Energiepreis-Protest > EWE
Der VIII. Zivilsenat, der EuGH oder doch der Große Senat für Zivilsachen des BGH
RR-E-ft:
Zur Überlagerung siehe BGH, Urt. v. 29.04.2010 Xa ZR 101/09 Rn. 33
--- Zitat ---Die Beantwortung der vorgenannten Rechtsfragen erfordert - entgegen der Revisionserwiderung - keine vorherige Vorlage an den Gerichtshof der Europäischen Union. Art. 3 der Richtlinie 93/13/EWG des Rates vom 5. April 1993 über missbräuchliche Klauseln in Verbraucherverträgen setzt lediglich von den Mitgliedstaaten einzuhaltende Mindeststandards.
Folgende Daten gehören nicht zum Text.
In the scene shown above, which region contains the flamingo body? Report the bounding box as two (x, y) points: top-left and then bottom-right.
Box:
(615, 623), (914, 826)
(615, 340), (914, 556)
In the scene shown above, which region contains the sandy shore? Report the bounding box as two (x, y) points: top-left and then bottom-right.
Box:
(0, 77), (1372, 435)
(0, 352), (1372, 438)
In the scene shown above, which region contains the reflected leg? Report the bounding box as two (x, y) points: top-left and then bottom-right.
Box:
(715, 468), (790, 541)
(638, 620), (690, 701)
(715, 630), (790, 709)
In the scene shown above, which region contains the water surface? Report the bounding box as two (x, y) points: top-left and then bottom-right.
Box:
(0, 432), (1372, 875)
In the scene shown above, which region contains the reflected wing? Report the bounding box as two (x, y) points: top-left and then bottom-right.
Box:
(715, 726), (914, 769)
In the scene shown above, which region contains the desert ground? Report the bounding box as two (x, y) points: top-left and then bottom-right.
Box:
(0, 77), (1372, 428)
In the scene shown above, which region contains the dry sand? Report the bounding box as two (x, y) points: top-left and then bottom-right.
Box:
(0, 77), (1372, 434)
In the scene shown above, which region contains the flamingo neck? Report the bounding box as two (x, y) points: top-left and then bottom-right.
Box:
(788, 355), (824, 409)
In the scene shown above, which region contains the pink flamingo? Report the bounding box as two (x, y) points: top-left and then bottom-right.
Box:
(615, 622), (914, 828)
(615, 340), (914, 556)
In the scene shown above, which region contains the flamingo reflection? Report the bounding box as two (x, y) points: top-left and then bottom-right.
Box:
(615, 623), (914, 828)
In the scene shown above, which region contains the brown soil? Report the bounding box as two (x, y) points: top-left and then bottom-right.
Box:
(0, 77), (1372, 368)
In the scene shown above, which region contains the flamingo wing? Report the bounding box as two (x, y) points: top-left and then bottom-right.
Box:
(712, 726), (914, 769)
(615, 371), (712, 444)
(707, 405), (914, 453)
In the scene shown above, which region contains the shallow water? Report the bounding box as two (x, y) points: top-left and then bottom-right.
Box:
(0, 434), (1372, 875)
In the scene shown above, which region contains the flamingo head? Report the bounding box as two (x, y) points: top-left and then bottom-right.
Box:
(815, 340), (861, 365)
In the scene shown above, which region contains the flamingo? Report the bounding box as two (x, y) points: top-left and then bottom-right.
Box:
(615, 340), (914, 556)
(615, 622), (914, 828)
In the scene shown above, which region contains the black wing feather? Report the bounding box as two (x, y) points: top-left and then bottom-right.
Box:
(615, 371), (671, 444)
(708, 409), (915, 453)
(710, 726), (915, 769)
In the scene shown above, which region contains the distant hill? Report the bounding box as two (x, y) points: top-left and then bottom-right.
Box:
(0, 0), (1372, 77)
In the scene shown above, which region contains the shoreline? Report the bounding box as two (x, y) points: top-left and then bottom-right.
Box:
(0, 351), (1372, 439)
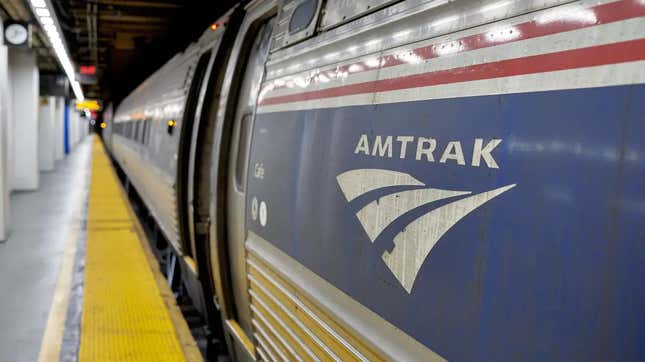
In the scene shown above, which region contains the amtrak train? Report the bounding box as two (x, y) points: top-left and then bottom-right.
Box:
(104, 0), (645, 361)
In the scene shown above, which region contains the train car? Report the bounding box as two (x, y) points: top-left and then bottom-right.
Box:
(109, 0), (645, 361)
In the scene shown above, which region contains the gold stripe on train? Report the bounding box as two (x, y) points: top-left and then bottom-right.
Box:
(247, 253), (383, 361)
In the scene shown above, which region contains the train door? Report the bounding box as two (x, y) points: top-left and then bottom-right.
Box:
(226, 14), (273, 336)
(177, 51), (211, 258)
(210, 1), (277, 360)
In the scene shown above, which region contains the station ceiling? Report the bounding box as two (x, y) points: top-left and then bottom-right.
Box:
(0, 0), (239, 102)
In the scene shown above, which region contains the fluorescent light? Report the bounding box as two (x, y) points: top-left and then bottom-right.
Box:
(31, 0), (47, 8)
(36, 8), (50, 16)
(30, 0), (85, 101)
(39, 16), (54, 25)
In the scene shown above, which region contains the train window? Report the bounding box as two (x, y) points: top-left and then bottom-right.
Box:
(132, 121), (141, 141)
(289, 0), (318, 34)
(271, 0), (323, 51)
(320, 0), (400, 31)
(142, 120), (152, 145)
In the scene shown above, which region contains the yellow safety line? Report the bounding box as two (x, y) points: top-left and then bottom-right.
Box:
(79, 139), (201, 361)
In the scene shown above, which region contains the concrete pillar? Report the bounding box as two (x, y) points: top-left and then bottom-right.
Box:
(54, 97), (65, 160)
(69, 109), (78, 148)
(38, 96), (56, 171)
(9, 48), (39, 190)
(0, 31), (11, 240)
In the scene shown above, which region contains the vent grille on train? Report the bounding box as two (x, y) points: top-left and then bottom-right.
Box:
(247, 254), (382, 361)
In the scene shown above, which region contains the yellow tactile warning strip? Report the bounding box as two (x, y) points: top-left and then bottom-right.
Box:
(79, 137), (201, 362)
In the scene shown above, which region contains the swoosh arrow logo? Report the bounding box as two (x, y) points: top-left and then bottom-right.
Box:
(336, 169), (516, 293)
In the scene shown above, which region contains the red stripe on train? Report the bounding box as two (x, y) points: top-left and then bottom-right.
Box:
(261, 0), (645, 104)
(260, 39), (645, 106)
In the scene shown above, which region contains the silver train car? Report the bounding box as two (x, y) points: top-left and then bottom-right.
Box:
(104, 0), (645, 361)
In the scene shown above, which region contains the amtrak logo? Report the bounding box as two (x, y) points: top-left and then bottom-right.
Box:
(336, 169), (516, 293)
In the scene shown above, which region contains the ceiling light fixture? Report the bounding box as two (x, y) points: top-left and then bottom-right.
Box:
(30, 0), (85, 101)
Art. 8 dieser Richtlinie erlaubt dem nationalen Recht eine darüber hinausgehende Inhaltskontrolle. Selbst wenn die beanstandeten Klauseln nicht auch gemäß Art. 3 der Richtlinie 93/13/EWG als missbräuchlich anzusehen wären, stünde dies einer Unwirksamkeit gemäß § 307 BGB nicht entgegen.
--- Ende Zitat ---
Anders verhält es sich, wenn das nationale Gericht eine Klausel, die nach Art. 3 der Richtlinie 93/13/EWG des Rates vom 5.April 1993 über missbräuchliche Klauseln in Verbraucherverträgen wegen Verstoß gegen Mindeststandards unwirksam sein kann, für wirksam erachtet. Dann bedarf es einer Vorlage an den Gerichtshof der Europäischen Union.
Jagni:
--- Zitat ---Original von RR-E-ft
6.
Der achte Zivilsenat begründet seine Rechtsauffassungen, die er obiter dicta äußerte, damit, dass sich entsprechendes aus § 310 Abs. 2 BGB ergäbe.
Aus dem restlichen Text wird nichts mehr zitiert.